Cosa succede quando un israeliano e un’araba si innamorano? Varie sono le complicazioni: il padre di lui è un ultraortodosso e si oppone anche solo a conoscere lei; lei sta facendo una ricerca su al-Wazzân, un diplomatico arabo del Cinquecento catturato dai cristiani, costretto a convertisti, spedito in regalo papa Leone X e vissuto simulando una fede, una vita, non sua.
Il ragazzo, Eitan, è innamorato perso della bellissima Wahida: allora prova a risalire le origini, recandosi in Israele (i due vivono a New York, la famiglia di lui a Berlino), a trovare la nonna, Leah, separata dai tempi della strage di Sabra e Chatila dal nonno, per cercare di capire qualcosa della storia della famiglia e soprattutto dell’oltranzismo del padre. Le cose si complicano ulteriormente: mentre lei è sottoposta a interrogatorio e perquisizione da parte di una soldatessa, che non saprà resistere al fascino di quella donna bellissima, Eitan viene ferito in un attentato. Arrivano i familiari, si incontra la nonna, mentre Wahida, capisce che deve stare dall’altra parte del muro, dove sono confinati gli arabi. Una scoperta finale, nello spettacolo più annunciata che nel testo, porterà all’esplosione delle sicurezze identitarie, in una terra dove gli scontri, gli incontri, le mescolanze sono (erano) all’ordine del giorno.

Il testo, caratterizzato da continui salti temporali e di situazione, è stato pubblicato in Francia dall’autore, nato in Libano nel 1968, cittadino canadese, residente a Tolosa, “uno degli uomini di teatro più importanti del mondo” scrivono giustamente le note biografiche sul retro del libro, autore di rilievo (premio Ubu 2024 come miglior testo straniero rappresentato in Italia), regista, occhio attento agli incendi contemporanei. Arriva in Italia in un momento particolare, che ripropone la questione israeliano palestinese. La storia di Mouawad ripercorre, per frammenti familiari, gli episodi più recenti di quello strazio, dalla Shoah, alla Guerra dei sei giorni del 1967, al massacro di Sabra e Chatila del 1982, fino agli attentati esplosivi che hanno funestato quelle terre prima del 7 ottobre.
L’allestimento di Lorenzi del 2023 – con attori ottimi, immedesimati nei personaggi o giustamente da loro distanziati (Federico Palumieri, Lucrezia Forni, Barbara Mazzi, Irene Ivaldi, Rebecca Rossetti, Aleksander Cvjetovič, Said Esserairi, Raffaele Musella) – si svolge intorno a un muro rotante (scene e costumi di Gregorio Zurla), che si riempie di proiezioni, con le didascalie, le traduzioni di parti in arabo o in ebraico, con una pioggia che somiglia a lacrime e richiama il Muro del piano, con immagini di onde che si frangono, lente, immense, su una spiaggia.
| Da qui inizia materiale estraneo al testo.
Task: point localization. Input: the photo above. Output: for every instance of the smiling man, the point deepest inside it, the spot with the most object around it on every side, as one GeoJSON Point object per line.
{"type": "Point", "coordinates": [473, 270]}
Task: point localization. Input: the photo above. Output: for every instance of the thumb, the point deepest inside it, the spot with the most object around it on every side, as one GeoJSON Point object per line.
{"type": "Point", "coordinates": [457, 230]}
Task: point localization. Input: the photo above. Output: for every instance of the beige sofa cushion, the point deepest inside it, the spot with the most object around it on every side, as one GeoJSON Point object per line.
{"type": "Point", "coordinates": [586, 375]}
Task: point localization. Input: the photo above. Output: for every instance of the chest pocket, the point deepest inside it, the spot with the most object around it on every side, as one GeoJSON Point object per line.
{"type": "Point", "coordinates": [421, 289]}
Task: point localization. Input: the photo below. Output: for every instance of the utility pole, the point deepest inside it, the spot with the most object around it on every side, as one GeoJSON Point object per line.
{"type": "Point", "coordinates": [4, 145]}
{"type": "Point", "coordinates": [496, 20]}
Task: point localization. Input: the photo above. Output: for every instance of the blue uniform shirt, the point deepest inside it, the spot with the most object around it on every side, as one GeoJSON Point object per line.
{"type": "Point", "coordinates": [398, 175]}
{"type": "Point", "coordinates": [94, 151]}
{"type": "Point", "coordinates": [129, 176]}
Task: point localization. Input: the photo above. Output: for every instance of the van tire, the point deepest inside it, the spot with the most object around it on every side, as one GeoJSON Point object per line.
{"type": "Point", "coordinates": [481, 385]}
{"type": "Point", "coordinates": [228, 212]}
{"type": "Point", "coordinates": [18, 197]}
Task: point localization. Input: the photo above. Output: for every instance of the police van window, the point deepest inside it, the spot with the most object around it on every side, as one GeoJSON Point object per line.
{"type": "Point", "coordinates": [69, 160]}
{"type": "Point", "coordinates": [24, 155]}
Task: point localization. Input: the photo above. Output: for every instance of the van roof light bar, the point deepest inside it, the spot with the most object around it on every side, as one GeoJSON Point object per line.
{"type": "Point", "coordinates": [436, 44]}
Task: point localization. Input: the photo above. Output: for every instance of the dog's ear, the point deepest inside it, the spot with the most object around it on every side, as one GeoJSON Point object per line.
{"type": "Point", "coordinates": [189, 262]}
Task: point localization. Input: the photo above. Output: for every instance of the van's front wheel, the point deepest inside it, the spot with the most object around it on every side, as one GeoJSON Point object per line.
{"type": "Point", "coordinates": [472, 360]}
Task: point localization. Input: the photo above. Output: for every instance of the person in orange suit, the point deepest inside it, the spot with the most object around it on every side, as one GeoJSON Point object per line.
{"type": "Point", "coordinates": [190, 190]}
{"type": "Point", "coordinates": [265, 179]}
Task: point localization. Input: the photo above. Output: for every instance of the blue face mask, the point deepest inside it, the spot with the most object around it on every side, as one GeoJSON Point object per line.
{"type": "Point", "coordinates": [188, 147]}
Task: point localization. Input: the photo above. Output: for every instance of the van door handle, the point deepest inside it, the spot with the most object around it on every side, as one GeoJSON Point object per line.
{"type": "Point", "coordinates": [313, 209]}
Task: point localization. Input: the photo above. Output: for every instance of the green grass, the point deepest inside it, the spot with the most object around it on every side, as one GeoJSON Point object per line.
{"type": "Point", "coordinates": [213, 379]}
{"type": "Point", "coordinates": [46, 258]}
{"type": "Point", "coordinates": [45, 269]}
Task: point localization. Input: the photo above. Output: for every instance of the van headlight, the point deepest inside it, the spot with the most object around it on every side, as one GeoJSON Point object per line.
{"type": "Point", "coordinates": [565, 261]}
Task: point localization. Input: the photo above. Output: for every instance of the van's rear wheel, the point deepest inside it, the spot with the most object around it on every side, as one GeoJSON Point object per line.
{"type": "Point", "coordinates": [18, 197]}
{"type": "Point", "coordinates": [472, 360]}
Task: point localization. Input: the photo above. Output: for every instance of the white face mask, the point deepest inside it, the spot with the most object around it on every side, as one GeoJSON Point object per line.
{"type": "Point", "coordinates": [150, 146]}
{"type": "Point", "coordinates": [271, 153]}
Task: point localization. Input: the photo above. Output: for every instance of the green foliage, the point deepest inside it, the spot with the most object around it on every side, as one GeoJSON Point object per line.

Le atmosfere luminose create da Umberto Camponeschi, il disegno sonoro di Massimiliano Bressan, le musiche originali di Elio D’Alessandro contribuiscono a una ricerca profonda dentro quello che si è, che si crede di essere, che si vorrebbe essere, creando scontri continui tra le leggi insopprimibili del desiderio e il pregiudizio, lo stereotipo, la finzione. Squassanti sono la scena in cui la verità viene a galla e il momento finale, quando l’identità si dissolve in fantasma e si ricorda che gli uccelli in volo sono capaci di superare tutti i muri. E si racconta la favola dell’uccello che si fece pesce, perché non esistono limiti alle possibilità del nostro essere, nonostante i divieti, le norme, le fedi, le pretese identità costringenti.
Le oltre tre ore dello spettacolo scorrono in un soffio, lasciandoci pieni di pensieri e di quella difficile bellezza che scaturisce dalle opere d’arte spigolose, capaci di affondare il bisturi nella nostra carne più dolente, più malata.